IMO I wouldn't crypt the password, more, hash them but it's up to you. I don't get why you're encrypting it, since hashing it to some extent should provide a safer solution.

L database, which I know is vulnerable to injection. Is a Flat File database like this still vulnerable, and how can I protect against it? At the moment, the only real security I have on the file is an HTAccess restriction and restricted file permissions.

Ideally you should be using PDO or mysqli (PDO should provide you with a safer option). I'm guessing this password is somehow stored inside a text-file? How many passwords are there going to be? If you assume there are going to be a lot of passwords, are you going to have multiple text files? If so.. This is not a safe route to go down.

P.S. Crypt isn't two way encription, which is very misleading. Which is probably why you're running into such problems.

Hope this helps you

Yeah, I think I will go back to my previous methods of hashing passwords and salting them with openssl_random_pseudo_bytes().
As I say, this is the first time I've tried out the crypt() function.
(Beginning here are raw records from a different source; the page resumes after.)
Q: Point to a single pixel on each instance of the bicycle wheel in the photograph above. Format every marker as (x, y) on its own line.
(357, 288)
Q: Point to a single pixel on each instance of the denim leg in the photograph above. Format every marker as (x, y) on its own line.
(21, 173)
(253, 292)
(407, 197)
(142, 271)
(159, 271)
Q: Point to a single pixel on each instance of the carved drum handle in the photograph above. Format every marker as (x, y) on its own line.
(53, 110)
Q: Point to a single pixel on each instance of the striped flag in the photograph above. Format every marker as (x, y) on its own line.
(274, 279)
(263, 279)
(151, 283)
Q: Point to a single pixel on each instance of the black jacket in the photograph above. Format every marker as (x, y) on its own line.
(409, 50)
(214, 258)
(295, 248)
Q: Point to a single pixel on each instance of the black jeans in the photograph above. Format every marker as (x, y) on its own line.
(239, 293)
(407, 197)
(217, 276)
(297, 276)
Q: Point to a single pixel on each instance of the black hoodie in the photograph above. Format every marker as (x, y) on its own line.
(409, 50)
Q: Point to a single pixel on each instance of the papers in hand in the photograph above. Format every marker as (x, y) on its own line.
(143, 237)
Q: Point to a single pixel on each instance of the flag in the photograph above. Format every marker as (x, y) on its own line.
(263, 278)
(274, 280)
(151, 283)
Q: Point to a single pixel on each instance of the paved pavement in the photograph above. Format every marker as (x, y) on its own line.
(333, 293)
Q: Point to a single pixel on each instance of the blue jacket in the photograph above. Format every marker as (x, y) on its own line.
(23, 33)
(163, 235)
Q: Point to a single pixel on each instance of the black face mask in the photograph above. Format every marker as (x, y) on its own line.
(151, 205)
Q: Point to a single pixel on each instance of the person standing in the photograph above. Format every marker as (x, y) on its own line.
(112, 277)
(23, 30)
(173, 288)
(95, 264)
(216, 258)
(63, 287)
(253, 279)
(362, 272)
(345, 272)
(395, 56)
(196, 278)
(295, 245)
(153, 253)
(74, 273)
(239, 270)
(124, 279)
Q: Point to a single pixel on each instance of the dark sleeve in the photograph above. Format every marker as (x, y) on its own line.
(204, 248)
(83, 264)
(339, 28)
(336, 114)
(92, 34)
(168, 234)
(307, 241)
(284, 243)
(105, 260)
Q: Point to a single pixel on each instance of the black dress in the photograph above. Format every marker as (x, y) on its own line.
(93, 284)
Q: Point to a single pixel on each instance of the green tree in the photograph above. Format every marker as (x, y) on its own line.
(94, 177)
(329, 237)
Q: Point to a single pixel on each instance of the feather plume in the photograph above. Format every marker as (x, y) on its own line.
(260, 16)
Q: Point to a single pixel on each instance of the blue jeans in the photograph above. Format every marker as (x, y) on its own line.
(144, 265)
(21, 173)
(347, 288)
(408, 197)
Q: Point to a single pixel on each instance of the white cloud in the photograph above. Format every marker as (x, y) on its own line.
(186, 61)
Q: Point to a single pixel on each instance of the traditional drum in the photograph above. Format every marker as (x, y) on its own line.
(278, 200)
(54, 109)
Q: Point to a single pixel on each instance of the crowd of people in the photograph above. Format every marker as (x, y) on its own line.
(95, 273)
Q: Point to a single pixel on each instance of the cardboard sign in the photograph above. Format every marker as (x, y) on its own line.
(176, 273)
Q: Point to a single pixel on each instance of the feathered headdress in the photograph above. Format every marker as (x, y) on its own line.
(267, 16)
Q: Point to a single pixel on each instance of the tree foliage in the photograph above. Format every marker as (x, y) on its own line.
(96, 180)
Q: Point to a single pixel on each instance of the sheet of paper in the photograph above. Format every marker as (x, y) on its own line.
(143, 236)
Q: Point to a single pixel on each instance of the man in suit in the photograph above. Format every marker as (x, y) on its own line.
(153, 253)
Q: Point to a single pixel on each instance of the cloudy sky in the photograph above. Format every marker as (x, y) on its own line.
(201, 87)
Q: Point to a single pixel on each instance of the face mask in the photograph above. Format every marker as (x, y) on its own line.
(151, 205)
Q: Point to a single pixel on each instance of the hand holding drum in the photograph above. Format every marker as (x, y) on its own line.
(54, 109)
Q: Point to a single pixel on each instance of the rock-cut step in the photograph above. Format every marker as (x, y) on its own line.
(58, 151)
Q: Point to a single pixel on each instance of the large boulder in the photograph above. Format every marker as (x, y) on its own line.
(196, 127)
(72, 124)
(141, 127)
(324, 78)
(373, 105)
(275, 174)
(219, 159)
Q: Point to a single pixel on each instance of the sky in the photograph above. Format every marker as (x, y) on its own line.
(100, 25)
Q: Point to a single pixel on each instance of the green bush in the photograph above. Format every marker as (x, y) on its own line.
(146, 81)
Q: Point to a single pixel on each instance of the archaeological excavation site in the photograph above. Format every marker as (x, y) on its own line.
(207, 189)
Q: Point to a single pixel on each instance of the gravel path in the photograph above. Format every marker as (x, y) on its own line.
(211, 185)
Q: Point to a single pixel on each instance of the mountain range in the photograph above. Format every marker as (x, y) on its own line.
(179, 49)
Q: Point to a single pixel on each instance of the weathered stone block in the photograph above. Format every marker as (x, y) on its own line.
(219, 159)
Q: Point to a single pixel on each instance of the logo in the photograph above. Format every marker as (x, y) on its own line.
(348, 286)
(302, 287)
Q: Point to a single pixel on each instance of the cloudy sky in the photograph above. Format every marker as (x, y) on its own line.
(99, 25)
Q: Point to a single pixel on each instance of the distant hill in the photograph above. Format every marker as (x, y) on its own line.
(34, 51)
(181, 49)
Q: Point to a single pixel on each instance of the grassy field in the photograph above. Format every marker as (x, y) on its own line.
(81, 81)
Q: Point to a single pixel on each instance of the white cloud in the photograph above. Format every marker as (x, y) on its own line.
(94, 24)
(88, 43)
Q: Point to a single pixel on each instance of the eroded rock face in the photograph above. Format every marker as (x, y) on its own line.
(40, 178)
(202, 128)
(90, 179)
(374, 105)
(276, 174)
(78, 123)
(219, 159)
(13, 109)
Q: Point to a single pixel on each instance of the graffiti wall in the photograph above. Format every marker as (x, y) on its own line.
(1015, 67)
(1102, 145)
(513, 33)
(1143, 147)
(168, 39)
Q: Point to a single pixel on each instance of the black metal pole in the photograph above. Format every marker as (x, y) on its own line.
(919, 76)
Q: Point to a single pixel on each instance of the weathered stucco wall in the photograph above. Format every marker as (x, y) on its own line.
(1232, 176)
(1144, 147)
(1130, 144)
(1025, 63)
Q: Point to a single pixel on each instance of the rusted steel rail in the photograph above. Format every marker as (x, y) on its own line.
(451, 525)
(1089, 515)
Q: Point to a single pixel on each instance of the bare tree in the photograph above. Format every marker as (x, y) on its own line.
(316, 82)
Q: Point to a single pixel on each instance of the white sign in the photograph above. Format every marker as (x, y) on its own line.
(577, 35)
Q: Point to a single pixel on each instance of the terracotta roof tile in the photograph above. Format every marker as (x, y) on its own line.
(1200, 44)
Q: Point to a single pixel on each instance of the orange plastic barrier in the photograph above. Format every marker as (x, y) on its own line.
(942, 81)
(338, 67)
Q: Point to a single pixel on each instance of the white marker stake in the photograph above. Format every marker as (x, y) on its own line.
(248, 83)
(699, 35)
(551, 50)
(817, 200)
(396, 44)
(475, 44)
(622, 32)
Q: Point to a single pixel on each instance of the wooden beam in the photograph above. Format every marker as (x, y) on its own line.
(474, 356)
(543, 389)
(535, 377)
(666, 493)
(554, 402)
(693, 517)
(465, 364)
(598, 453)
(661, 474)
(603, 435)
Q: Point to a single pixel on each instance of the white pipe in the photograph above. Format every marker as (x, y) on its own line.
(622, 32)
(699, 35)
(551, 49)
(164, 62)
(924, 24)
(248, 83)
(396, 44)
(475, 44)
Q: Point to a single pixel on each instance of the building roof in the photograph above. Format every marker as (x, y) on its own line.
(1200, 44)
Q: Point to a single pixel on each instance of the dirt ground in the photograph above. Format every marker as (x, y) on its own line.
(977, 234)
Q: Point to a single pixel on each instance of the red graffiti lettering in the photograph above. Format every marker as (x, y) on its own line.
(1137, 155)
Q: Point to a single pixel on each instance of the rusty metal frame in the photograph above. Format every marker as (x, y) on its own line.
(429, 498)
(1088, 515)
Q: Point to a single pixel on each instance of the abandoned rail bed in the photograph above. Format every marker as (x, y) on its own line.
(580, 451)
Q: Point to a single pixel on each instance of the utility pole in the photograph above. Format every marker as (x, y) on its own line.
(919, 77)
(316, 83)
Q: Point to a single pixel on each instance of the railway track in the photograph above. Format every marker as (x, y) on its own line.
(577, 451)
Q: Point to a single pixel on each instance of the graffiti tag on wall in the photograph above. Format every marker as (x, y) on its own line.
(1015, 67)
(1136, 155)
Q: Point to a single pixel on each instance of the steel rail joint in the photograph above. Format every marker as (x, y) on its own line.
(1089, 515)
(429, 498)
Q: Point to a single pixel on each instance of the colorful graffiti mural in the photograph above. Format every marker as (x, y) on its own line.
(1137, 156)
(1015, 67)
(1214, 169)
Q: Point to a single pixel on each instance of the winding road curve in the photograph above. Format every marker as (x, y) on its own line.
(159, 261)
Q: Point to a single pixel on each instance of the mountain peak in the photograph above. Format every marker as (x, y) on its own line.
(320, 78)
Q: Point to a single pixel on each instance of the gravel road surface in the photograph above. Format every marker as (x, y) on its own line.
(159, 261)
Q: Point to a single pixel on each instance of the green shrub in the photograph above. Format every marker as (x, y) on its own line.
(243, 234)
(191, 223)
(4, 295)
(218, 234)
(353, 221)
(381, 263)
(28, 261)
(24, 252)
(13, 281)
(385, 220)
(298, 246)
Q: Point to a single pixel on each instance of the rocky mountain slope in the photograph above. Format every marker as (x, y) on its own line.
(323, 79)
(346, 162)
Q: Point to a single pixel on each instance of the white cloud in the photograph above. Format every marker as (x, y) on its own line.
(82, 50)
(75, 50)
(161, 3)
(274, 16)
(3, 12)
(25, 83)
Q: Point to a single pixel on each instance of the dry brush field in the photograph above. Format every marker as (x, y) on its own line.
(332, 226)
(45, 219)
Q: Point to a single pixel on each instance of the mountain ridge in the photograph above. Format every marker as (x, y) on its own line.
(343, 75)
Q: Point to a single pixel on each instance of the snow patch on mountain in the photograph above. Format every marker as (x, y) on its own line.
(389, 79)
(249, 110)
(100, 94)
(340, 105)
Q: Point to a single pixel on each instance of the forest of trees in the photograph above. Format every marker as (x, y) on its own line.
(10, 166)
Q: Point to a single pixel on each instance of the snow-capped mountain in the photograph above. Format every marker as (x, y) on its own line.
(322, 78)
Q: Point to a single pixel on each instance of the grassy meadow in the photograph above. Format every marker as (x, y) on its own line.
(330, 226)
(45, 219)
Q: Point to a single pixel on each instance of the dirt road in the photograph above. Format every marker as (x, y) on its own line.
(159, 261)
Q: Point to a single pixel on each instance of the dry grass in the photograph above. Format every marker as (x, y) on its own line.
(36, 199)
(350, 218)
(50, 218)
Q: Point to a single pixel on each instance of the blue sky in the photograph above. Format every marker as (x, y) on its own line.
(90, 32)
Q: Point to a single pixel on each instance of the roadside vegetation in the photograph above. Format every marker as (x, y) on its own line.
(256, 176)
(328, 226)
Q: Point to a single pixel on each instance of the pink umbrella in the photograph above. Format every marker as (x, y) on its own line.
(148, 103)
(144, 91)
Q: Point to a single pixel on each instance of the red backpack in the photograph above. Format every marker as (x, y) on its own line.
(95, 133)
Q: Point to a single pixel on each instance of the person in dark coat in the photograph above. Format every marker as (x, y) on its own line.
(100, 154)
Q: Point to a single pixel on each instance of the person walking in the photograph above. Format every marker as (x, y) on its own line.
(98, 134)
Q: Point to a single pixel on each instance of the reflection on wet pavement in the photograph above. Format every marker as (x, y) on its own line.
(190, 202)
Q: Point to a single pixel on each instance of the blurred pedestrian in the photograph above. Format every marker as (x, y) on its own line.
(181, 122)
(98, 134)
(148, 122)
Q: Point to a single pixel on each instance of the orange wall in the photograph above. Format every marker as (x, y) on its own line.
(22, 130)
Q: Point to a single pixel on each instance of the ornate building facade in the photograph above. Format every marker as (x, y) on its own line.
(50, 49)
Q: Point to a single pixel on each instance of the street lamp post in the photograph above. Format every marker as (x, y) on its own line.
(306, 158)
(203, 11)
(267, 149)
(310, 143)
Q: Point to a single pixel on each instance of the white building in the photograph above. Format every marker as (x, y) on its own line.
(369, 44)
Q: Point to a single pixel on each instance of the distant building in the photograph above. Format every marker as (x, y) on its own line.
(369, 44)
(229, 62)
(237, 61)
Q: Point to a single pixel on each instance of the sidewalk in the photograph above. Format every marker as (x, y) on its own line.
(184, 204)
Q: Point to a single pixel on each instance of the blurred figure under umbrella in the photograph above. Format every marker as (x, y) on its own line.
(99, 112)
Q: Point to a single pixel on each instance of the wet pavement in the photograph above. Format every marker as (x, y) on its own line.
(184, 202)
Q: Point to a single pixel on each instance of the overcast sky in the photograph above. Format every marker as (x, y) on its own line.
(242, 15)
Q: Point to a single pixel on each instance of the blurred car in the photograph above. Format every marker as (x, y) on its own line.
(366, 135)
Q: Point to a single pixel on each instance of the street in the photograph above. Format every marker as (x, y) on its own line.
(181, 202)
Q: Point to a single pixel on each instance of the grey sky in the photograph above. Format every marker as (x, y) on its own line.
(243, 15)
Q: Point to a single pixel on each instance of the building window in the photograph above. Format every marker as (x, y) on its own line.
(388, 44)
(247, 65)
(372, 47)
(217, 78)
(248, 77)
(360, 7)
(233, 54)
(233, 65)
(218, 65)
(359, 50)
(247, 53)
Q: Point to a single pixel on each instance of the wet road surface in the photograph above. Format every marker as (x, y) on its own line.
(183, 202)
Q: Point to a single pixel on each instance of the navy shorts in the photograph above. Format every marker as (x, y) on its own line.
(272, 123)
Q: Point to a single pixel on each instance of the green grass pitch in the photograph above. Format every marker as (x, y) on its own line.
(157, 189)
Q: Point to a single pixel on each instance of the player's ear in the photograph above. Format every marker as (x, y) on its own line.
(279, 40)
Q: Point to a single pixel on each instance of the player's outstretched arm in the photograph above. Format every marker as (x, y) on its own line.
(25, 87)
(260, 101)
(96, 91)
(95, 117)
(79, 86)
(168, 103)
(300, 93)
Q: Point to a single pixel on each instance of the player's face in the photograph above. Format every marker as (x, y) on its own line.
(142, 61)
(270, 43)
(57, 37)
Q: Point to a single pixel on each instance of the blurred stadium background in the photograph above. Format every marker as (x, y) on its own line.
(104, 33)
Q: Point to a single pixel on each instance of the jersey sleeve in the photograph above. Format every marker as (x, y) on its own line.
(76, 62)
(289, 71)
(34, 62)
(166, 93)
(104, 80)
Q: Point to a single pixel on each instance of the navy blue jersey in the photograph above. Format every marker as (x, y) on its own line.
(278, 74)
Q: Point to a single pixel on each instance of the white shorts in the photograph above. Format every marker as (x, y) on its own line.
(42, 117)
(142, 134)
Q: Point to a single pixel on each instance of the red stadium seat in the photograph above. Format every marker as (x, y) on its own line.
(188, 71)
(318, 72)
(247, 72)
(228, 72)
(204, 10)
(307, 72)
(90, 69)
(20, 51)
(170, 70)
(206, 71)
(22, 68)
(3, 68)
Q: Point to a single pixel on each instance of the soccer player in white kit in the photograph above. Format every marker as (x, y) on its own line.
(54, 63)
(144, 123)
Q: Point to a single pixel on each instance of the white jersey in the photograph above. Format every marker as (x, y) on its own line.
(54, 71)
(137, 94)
In terms of storing passwords, it is only going to be a single password used to access the CMS. I would preferably use MySQLi and prepared statements however since they don't want to use a dedicated database I don't see much of a way around it.

Thank you

Hey, I think (And I maybe wrong, so anyone please do correct me i've been out of PHP doing C++ for a while) but your problem seems to be that you're trying to compare a string that has already been encrpyted against another.. E.g.

<?php

    session_start();

    ini_set('display_errors', 1);

    $Username = $_POST['Username'];
    //$Password = $_POST['Password'];
    $Password = "abc123";
    $CurPassword = crypt("abc123");
   // $CurPassword = file_get_contents($_SERVER['DOCUMENT_ROOT'].'/DB/Hash');

    if(crypt($Password, $CurPassword) == $CurPassword){
        echo("MATCH");          
    }

    else{   
        echo("NO MATCH");   
    }

?>

This works, mainly because I am encrpyting plain-text ("abc123") and therefore not comparing against actual encrpyted (Not two way!) Anyway, I hope you resolve the issue and someone else may be able to throw something to this :)

Thanks for all your help.

I might try and persuade them to just use a MySQLi DB (for the extra couple of pounds/dollars it will be in terms of hosting) or write an "Offline" CMS system so all they need to do is upload the new files to the server.

You don't really need a SQL server to use a SQL database in modern PHP code.

The PDO extension and its SQLite driver are both enabled by default in PHP 5.1 and higher. You could use that in much the same way you would use PDO with MySQL, with only a minor differences. SQLite is a file based system that requires no servers to function, kind of like an advanced flat-file database accessible through standard SQL statements.

If your host doesn't support any actual database servers, this is the option I would suggest before trying any kind of manual flat-file databases.